Statewide Labor Market Improves Year-Over-Year
CHAPEL HILL, NC (April 21, 2015) – In March, employers in North Carolina cut 2,600 more jobs than they added, with net reductions occurring in the private and public sectors. Over the year, however, North Carolina gained 113,700 more jobs than it lost, due entirely to gains in the private sector. Although the statewide unemployment rate rose to 5.4 percent in March, the rate still was a full percentage point lower than had been the case a year earlier.
These findings come from new data released today by the Labor and Economic Analysis Division of the NC Department of Commerce.
“The first quarter of 2015 proved to be a relatively uneventful one for job growth in North Carolina,” said John Quinterno, a principal with South by North Strategies, Ltd., a research firm specializing in economic and social policy. “So far this year, the state has gained 16,500 more payroll jobs than it has lost. For comparison, the corresponding number in 2014 was a gain of 13,000 jobs. Yet even with the gains, however, North Carolina has just 51,600 more jobs, or 1.2 percent more jobs, than it did over seven years earlier.”
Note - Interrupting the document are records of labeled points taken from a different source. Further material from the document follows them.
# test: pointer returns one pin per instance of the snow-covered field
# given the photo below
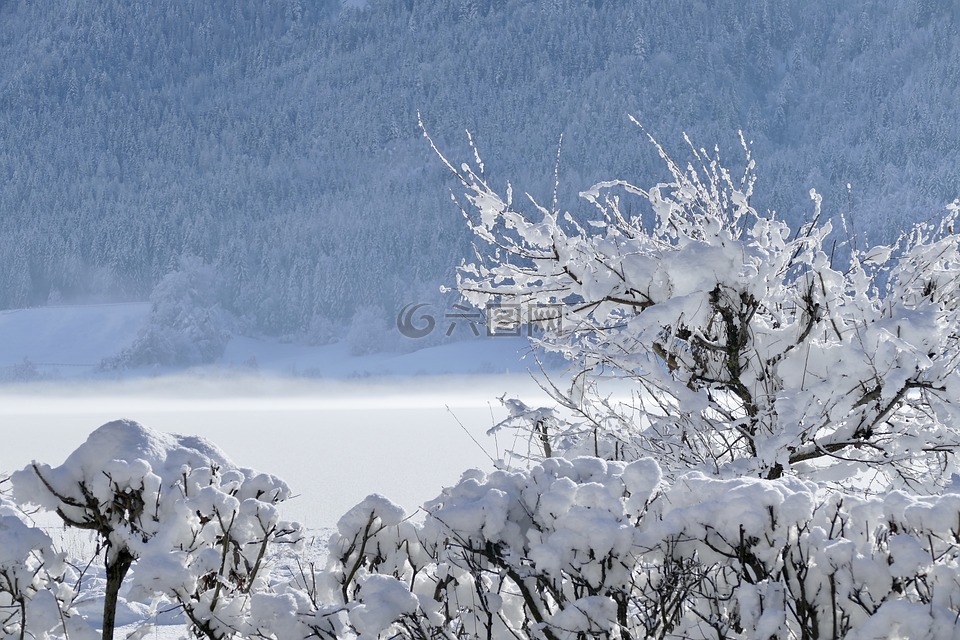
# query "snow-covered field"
(329, 423)
(333, 441)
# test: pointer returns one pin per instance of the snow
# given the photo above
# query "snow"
(72, 341)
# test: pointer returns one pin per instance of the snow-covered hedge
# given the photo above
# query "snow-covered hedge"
(588, 548)
(569, 548)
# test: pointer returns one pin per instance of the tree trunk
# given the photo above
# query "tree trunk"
(116, 571)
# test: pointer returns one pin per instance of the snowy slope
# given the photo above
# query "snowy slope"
(71, 341)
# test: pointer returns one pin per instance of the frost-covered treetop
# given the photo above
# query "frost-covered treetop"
(754, 349)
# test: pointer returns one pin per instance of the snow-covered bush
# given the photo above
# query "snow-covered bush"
(752, 350)
(36, 599)
(187, 325)
(587, 548)
(196, 526)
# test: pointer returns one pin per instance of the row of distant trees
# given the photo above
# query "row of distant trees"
(278, 141)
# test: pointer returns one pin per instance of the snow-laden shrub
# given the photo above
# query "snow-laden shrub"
(587, 548)
(36, 599)
(197, 527)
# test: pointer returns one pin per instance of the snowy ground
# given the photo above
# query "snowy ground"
(71, 341)
(337, 433)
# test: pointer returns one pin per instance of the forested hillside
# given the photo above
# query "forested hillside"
(278, 141)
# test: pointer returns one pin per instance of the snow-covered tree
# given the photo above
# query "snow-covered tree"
(187, 324)
(198, 527)
(752, 348)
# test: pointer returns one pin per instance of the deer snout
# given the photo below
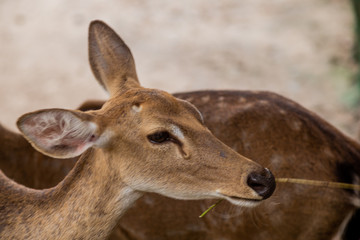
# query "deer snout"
(263, 183)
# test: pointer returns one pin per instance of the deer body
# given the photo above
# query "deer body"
(141, 140)
(272, 137)
(63, 212)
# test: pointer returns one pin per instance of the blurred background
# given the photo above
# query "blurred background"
(302, 49)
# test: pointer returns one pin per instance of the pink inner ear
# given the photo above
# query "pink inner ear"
(59, 131)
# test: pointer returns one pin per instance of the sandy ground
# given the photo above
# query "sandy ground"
(298, 48)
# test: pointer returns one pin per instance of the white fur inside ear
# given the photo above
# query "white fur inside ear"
(59, 133)
(177, 132)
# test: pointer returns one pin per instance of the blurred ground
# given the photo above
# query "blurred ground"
(298, 48)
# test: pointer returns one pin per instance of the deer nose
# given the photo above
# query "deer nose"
(262, 183)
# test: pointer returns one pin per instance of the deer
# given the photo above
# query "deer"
(141, 140)
(272, 130)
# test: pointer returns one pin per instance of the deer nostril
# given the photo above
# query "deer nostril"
(263, 183)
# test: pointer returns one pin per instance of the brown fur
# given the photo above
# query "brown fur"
(265, 127)
(121, 162)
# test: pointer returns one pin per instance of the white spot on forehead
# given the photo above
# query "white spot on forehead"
(136, 108)
(177, 132)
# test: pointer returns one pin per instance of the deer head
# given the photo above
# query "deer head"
(152, 141)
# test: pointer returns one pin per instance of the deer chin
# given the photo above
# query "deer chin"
(240, 201)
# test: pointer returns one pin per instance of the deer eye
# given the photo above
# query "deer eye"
(159, 137)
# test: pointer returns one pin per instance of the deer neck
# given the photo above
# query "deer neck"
(86, 204)
(94, 194)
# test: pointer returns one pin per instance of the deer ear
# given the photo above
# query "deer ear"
(110, 59)
(59, 133)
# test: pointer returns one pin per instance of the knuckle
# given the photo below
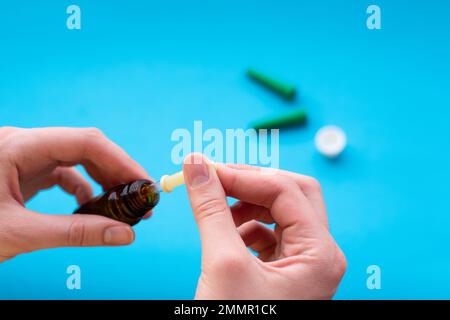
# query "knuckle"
(77, 233)
(210, 207)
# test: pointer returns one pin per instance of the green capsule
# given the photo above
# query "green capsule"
(293, 118)
(284, 90)
(127, 203)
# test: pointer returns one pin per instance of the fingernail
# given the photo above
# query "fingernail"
(118, 235)
(197, 171)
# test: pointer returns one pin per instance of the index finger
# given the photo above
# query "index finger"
(104, 161)
(288, 205)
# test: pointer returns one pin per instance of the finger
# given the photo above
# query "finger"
(310, 187)
(148, 215)
(107, 163)
(69, 179)
(73, 182)
(243, 212)
(40, 231)
(288, 206)
(211, 211)
(259, 238)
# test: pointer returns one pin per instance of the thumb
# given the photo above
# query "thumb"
(41, 231)
(211, 211)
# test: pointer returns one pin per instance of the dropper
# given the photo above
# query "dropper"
(169, 182)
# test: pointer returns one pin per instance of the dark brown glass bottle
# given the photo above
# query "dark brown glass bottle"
(126, 202)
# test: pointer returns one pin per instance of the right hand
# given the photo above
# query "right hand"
(299, 259)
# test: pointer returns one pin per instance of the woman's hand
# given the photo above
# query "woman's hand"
(297, 260)
(36, 159)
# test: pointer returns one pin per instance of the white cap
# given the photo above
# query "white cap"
(330, 141)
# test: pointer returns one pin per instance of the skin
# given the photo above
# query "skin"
(35, 159)
(299, 259)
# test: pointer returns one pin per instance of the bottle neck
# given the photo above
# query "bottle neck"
(140, 197)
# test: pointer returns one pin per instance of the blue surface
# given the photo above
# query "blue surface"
(145, 68)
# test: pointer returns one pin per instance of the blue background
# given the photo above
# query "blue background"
(140, 69)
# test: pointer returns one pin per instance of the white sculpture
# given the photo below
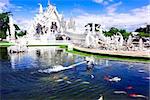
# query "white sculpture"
(40, 9)
(12, 29)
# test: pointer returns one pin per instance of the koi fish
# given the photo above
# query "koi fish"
(59, 80)
(101, 98)
(120, 92)
(68, 82)
(86, 82)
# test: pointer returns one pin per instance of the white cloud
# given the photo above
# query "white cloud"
(103, 2)
(131, 20)
(112, 8)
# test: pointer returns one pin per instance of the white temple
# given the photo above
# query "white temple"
(48, 23)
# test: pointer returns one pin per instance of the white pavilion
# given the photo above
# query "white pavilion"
(48, 23)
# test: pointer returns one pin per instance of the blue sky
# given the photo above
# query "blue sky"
(26, 9)
(68, 6)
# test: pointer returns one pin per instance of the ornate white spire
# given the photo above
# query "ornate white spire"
(48, 3)
(40, 9)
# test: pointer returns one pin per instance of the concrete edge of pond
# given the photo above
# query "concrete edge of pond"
(110, 57)
(91, 52)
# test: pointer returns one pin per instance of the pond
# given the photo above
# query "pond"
(45, 73)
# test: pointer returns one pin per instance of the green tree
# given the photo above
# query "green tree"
(124, 33)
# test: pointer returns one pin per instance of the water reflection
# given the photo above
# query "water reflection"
(4, 53)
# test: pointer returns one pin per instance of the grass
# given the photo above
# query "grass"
(6, 44)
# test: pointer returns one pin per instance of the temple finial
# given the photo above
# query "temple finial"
(48, 2)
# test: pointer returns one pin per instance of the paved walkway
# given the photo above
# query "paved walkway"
(140, 54)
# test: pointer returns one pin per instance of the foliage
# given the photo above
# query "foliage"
(145, 29)
(142, 34)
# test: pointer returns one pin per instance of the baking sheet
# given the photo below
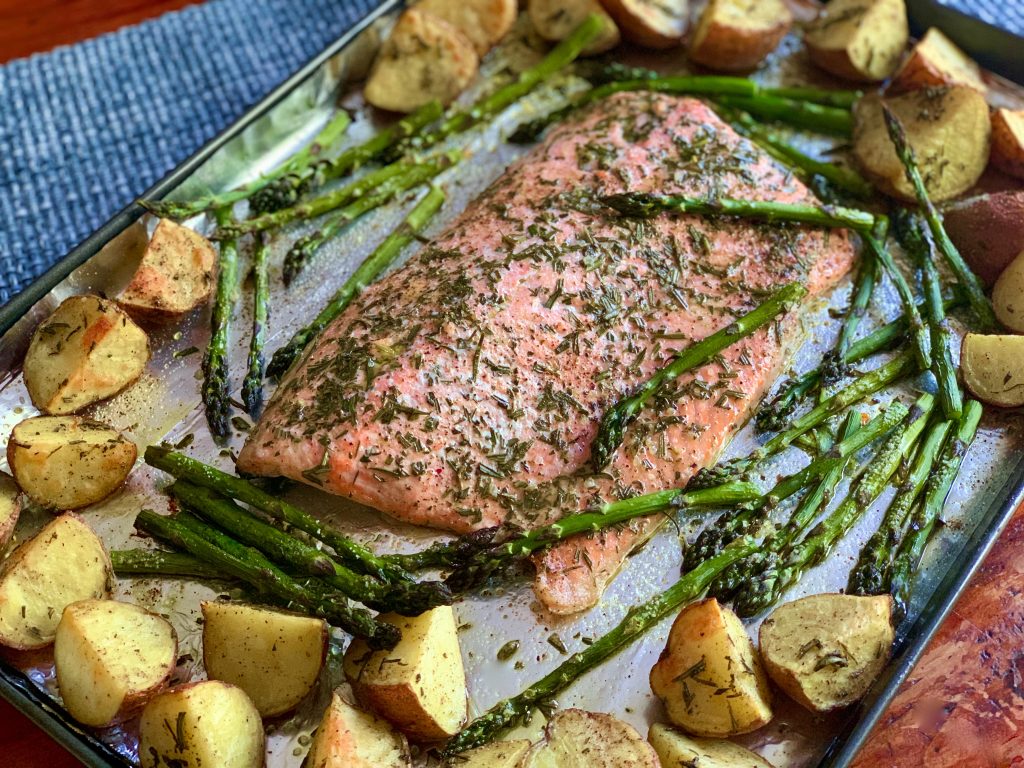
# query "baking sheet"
(165, 407)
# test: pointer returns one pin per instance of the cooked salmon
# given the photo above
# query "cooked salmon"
(463, 390)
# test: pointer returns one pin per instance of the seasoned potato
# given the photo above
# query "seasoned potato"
(420, 685)
(860, 40)
(709, 676)
(201, 725)
(274, 657)
(992, 369)
(825, 650)
(483, 22)
(111, 657)
(554, 19)
(425, 58)
(574, 737)
(948, 129)
(936, 60)
(736, 35)
(68, 462)
(86, 351)
(64, 563)
(348, 737)
(677, 750)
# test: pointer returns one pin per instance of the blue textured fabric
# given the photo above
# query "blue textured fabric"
(84, 129)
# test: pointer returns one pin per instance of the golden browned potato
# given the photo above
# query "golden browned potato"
(825, 650)
(86, 351)
(483, 22)
(737, 35)
(274, 657)
(111, 658)
(68, 462)
(860, 40)
(201, 725)
(425, 58)
(948, 129)
(419, 685)
(992, 369)
(709, 676)
(936, 60)
(64, 563)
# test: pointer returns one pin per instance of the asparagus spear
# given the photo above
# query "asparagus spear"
(349, 552)
(382, 257)
(252, 567)
(622, 414)
(972, 286)
(638, 620)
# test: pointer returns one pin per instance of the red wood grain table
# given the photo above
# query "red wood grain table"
(963, 707)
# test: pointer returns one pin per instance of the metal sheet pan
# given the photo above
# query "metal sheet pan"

Between February 2015 and March 2015, North Carolina employers cut 2,600 more jobs than they added (-0.1 percent). Private-sector payrolls lost, on net, 1,500 positions (-0.1 percent), and public-sector payrolls lost, on net, 1,100 jobs (-0.2 percent). Within private industry, the construction sector shed the most jobs (-2,400, -1.3 percent), while the professional and business services sector netted the most jobs (+2,700, +0.5 percent, with 55.6 percent of the gain occurring in the administrative and waste management services subsector). Overall, payroll levels fell in six major private industrial sectors, rose in three, and were unchanged in one.
A revision to the February payroll data found that the state gained more jobs than first reported (+17,500 jobs versus an original estimate of +16,800 jobs). With that revision, North Carolina now has, on net, 51,600 more payroll positions (+1.2 percent) than it did in December 2007. Since bottoming out in February 2010, the state’s labor market has netted an average of 6,200 payroll jobs per month, resulting in a cumulative gain of 378,400 positions (+9.9 percent).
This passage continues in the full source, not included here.